Singapore’s tax jurisdiction largely in line with OECD’s tax proposals: Experts
The proposals are aimed at preventing aggressive tax planning by multinationals. However, experts warn that the risk of double taxation may increase.
SINGAPORE: Tax experts have said that Singapore’s tax jurisdiction is broadly in line with new tax proposals announced on Monday (Oct 5) by the Organisation for Economic Co-operation and Development (OECD). The proposals are aimed at preventing aggressive tax planning by multinationals.
Up to US$240 billion (S$341 billion) worth of tax revenues are estimated to be lost each year by tax authorities worldwide, accounting for up to 10 per cent of global corporate income tax revenues. This is due to multinational firms shifting profits to low-tax jurisdictions.
To put an end to such tax avoidance, the OECD Base Erosion and Profit Shifting (BEPS) Action Plan was initiated in 2013. The final 15 proposals were announced on Monday, broadly aimed at ensuring that profits are taxed where the economic activity took place.
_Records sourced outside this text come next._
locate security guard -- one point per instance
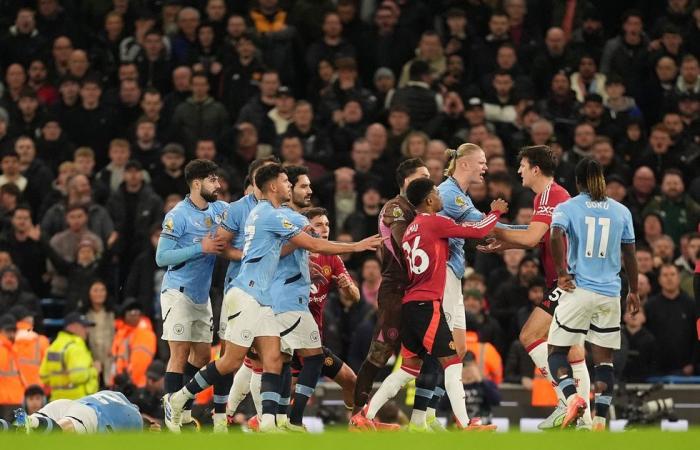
(11, 384)
(68, 369)
(134, 345)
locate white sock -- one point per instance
(281, 419)
(418, 418)
(455, 392)
(267, 422)
(539, 356)
(389, 388)
(255, 382)
(239, 389)
(583, 386)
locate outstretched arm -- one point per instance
(629, 261)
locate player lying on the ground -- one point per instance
(104, 411)
(424, 330)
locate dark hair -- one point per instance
(74, 206)
(589, 176)
(315, 211)
(199, 169)
(418, 69)
(258, 163)
(11, 189)
(540, 156)
(294, 172)
(268, 173)
(418, 190)
(406, 169)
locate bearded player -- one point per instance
(424, 330)
(537, 170)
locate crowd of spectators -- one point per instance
(103, 102)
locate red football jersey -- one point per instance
(544, 205)
(426, 251)
(331, 266)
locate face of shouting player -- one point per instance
(210, 188)
(527, 172)
(321, 226)
(301, 192)
(282, 188)
(475, 167)
(434, 201)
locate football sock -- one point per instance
(190, 371)
(539, 353)
(239, 388)
(363, 386)
(582, 380)
(558, 361)
(605, 381)
(255, 382)
(308, 377)
(269, 393)
(389, 388)
(207, 376)
(285, 392)
(455, 392)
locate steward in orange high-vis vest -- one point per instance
(134, 345)
(12, 385)
(30, 346)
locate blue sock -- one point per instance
(190, 371)
(207, 376)
(308, 377)
(269, 392)
(286, 389)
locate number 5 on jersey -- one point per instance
(418, 260)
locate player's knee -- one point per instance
(527, 337)
(604, 378)
(577, 353)
(379, 353)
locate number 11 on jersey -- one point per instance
(604, 223)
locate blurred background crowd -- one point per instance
(103, 102)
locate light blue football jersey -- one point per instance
(114, 411)
(595, 232)
(187, 225)
(458, 206)
(266, 229)
(291, 286)
(234, 222)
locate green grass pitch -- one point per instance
(343, 440)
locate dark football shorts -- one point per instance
(388, 325)
(331, 364)
(424, 330)
(551, 300)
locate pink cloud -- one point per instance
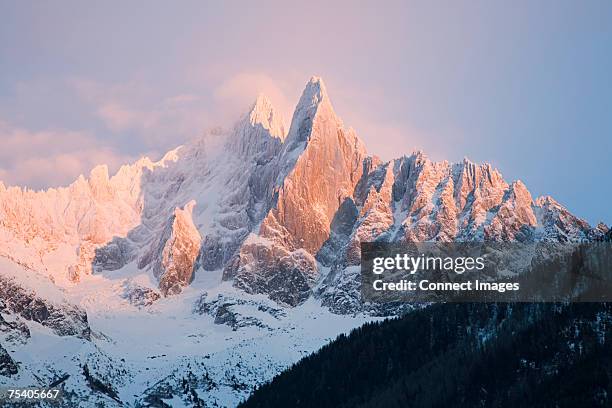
(39, 159)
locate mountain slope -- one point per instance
(459, 355)
(232, 257)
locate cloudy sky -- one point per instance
(524, 85)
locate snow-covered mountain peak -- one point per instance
(314, 102)
(262, 113)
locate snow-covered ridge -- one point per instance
(232, 261)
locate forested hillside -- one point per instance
(460, 355)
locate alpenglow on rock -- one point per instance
(280, 213)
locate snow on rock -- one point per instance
(180, 252)
(263, 270)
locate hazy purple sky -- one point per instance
(524, 85)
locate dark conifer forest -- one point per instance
(459, 355)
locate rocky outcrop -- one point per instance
(270, 202)
(64, 319)
(8, 366)
(180, 252)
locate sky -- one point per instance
(524, 85)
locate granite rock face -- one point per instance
(64, 319)
(281, 211)
(180, 252)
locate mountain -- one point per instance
(230, 246)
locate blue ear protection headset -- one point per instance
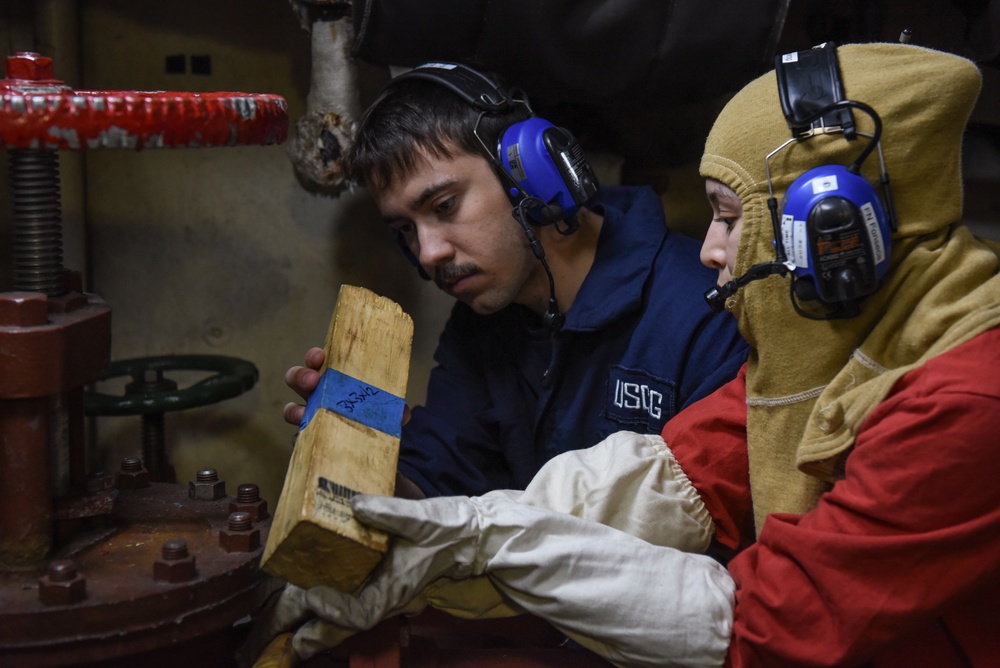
(543, 168)
(833, 232)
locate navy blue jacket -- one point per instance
(639, 344)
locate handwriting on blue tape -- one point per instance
(358, 401)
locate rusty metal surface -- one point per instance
(68, 346)
(126, 610)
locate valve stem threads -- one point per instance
(37, 243)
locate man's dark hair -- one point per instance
(420, 115)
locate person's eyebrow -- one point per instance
(422, 198)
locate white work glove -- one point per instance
(628, 481)
(634, 603)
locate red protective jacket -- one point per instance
(899, 563)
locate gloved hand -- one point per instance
(634, 603)
(628, 481)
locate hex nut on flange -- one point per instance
(241, 535)
(175, 564)
(132, 474)
(206, 486)
(62, 584)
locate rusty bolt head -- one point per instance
(175, 564)
(62, 584)
(24, 309)
(29, 66)
(207, 486)
(240, 535)
(132, 474)
(248, 500)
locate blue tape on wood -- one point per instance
(356, 400)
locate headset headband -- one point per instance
(472, 86)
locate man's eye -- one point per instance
(444, 206)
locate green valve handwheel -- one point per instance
(150, 393)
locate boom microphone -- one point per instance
(717, 296)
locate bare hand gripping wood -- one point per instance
(349, 444)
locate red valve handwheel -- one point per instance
(39, 112)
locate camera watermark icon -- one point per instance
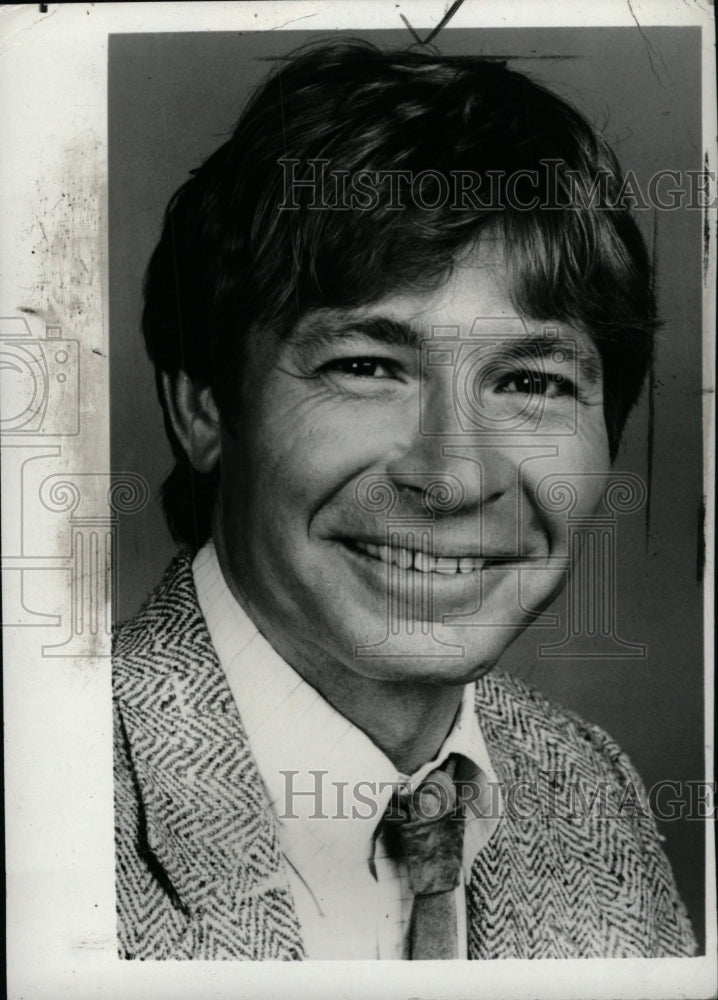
(39, 381)
(502, 379)
(591, 544)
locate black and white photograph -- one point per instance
(358, 379)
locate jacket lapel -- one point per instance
(208, 821)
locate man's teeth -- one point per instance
(421, 561)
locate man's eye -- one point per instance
(535, 383)
(363, 367)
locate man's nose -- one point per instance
(436, 449)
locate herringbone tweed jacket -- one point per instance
(199, 870)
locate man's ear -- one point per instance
(194, 417)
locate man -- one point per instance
(390, 319)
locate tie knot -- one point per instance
(427, 830)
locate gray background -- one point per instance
(174, 98)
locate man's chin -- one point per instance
(431, 659)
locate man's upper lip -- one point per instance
(451, 551)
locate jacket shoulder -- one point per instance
(167, 619)
(530, 727)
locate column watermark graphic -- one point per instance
(40, 407)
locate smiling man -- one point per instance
(388, 317)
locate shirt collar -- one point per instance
(327, 782)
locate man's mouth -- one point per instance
(423, 562)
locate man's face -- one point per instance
(383, 504)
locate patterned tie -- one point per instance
(427, 830)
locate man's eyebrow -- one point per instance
(326, 329)
(322, 330)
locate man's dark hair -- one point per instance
(240, 251)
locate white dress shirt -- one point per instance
(329, 785)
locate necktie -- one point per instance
(427, 830)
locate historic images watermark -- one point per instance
(551, 794)
(553, 186)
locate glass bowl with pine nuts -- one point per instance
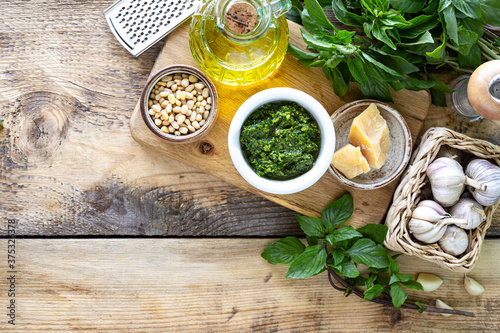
(179, 104)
Tax experts said Singapore’s tax jurisdiction is already largely in line with the recommendations, and that sufficient measures have been taken to ensure tax incentives are appropriately extended to multinational firms.
Mr Luis Coronado, a partner at EY, noted: “The level of people that move here, the level of spend, the type of high value and key decisions being made here, supported by functions, assets and risks … if the transfer pricing set up and the substance is correct, it does not really make a change from what we have already been doing in Singapore.
“What it does bring is, there will be more reporting expected. In the past, we were perhaps only focused on one country’s view, but now we are expected to be presenting more details on value chains, more details on how we carry out our business.”
In a statement on Tuesday, the Finance Ministry said its policies support economic activities that create skilled jobs and new capabilities in Singapore.
Singapore’s Minister for Finance, Mr Heng Swee Keat, said: “Cross-border tax issues require coordinated international solutions. To maintain a stable pro-growth global environment for investment while minimising opportunities for tax arbitrage, BEPS recommendations should be consistently applied across all state and non-state tax jurisdictions to ensure a level playing field.
“Singapore supports an inclusive monitoring mechanism that is conducted in a fair, open and objective manner with participation on an equal footing by all relevant tax jurisdictions.”
However, some tax experts have warned that companies may face a higher risk of double taxation, where profits are taxed in more than one jurisdiction. They said it is a likely result of greater transparency and reporting as required by the new proposals.
Mr Chris Woo, tax leader at PwC Singapore, explained: “BEPS is all about each country saying ‘I want my fair share of profits and tax collections’, and they set out various guidelines trying to eliminate certain practices which are unfair, certain practices which can result in non-taxation of certain income.
“But in that zeal to pursue such profits, countries would then feel motivated to pursue it further. So therein lies that risk there for Singapore, where one country may interpret it differently from Singapore.”
The final proposals will be discussed by G20 Finance Ministers at their upcoming meeting on Thursday in Peru.